Computer Science Department
School of Computer Science, Carnegie Mellon University
SNC-Meister: Admitting More Tenants
Timothy Zhu, Daniel S. Berger, Mor Harchol-Balter
Meeting tail latency Service Level Objectives (SLOs) in shared cloud networks is known to be an important and challenging problem. The main challenge is determining limits on the multitenancy such that SLOs are met. This requires calculating latency guarantees, which is a difficult problem, especially when tenants exhibit bursty behavior as is common in production environments.
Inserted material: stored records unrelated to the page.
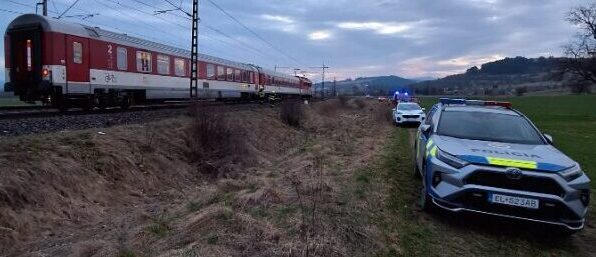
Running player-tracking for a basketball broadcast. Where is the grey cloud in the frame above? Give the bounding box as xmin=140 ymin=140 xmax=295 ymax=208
xmin=1 ymin=0 xmax=593 ymax=81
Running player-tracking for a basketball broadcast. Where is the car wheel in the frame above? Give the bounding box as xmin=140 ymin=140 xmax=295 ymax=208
xmin=419 ymin=164 xmax=435 ymax=212
xmin=413 ymin=146 xmax=421 ymax=178
xmin=553 ymin=227 xmax=578 ymax=237
xmin=420 ymin=184 xmax=435 ymax=212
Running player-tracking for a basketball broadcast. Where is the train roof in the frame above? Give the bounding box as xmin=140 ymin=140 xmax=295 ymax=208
xmin=5 ymin=14 xmax=255 ymax=71
xmin=259 ymin=68 xmax=302 ymax=81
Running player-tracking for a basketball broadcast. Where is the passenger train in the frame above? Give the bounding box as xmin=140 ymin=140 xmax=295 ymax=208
xmin=3 ymin=14 xmax=312 ymax=110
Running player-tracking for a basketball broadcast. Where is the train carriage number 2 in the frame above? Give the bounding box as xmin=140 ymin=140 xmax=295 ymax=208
xmin=105 ymin=45 xmax=117 ymax=83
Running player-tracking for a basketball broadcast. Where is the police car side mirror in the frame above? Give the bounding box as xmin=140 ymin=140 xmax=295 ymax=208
xmin=543 ymin=134 xmax=553 ymax=144
xmin=420 ymin=124 xmax=431 ymax=134
xmin=422 ymin=108 xmax=426 ymax=111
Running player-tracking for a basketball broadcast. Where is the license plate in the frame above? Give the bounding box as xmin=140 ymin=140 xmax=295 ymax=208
xmin=488 ymin=193 xmax=539 ymax=209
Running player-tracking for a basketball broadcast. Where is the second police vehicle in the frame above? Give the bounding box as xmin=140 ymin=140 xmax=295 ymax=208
xmin=414 ymin=98 xmax=590 ymax=232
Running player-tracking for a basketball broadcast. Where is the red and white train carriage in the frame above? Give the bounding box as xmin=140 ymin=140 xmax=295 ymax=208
xmin=4 ymin=14 xmax=312 ymax=109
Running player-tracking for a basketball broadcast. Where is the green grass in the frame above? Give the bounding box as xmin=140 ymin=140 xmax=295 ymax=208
xmin=378 ymin=129 xmax=438 ymax=257
xmin=147 ymin=215 xmax=171 ymax=238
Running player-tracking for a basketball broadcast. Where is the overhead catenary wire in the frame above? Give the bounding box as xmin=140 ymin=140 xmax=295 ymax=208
xmin=57 ymin=0 xmax=81 ymax=19
xmin=105 ymin=0 xmax=190 ymax=30
xmin=92 ymin=0 xmax=188 ymax=43
xmin=6 ymin=0 xmax=33 ymax=9
xmin=147 ymin=0 xmax=281 ymax=62
xmin=51 ymin=0 xmax=60 ymax=14
xmin=0 ymin=8 xmax=25 ymax=15
xmin=105 ymin=0 xmax=273 ymax=62
xmin=204 ymin=0 xmax=306 ymax=67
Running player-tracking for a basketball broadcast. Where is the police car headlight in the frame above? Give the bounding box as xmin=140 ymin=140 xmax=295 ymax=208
xmin=559 ymin=164 xmax=584 ymax=181
xmin=436 ymin=149 xmax=469 ymax=169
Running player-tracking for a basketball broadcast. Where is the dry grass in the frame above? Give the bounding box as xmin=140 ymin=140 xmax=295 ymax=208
xmin=0 ymin=101 xmax=393 ymax=257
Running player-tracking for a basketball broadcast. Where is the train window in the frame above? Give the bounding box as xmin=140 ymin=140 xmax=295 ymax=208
xmin=207 ymin=64 xmax=215 ymax=79
xmin=249 ymin=72 xmax=254 ymax=83
xmin=157 ymin=55 xmax=170 ymax=75
xmin=241 ymin=71 xmax=248 ymax=82
xmin=136 ymin=51 xmax=152 ymax=73
xmin=217 ymin=66 xmax=225 ymax=80
xmin=235 ymin=70 xmax=241 ymax=82
xmin=117 ymin=47 xmax=127 ymax=70
xmin=73 ymin=42 xmax=83 ymax=64
xmin=175 ymin=58 xmax=185 ymax=76
xmin=226 ymin=68 xmax=233 ymax=81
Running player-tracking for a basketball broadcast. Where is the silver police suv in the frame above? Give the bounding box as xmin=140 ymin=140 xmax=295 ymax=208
xmin=414 ymin=98 xmax=590 ymax=232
Nevertheless, recent papers in the past two years (Silo, QJump, and PriorityMeister) show techniques calculating latency based on a branch of mathematical modeling called Deterministic Network Calculus (DNC). The DNC theory is designed for adversarial worst-case conditions, which is sometimes necessary, but is often overly conservative. Typical tenants do not require strict worstcase guarantees, but are only looking for SLOs at lower percentiles (e.g., 99th, 99.9th). This paper describes SNC-Meister, a new admission control system for tail latency SLOs. SNC-Meister improves upon the state-of-the-art DNC-based systems by using a new theory, Stochastic Network (SNC), which is designed for tail latency percentiles. Focusing on tail latency percentiles, rather than the adversarial worst-case DNC latency, allows SNC-Meister to pack together many more tenants: in experiments with production traces, SNC-Meister supports 75% more tenants than the state-of-the-art. We are the first to bring SNC to practice in a real computer system.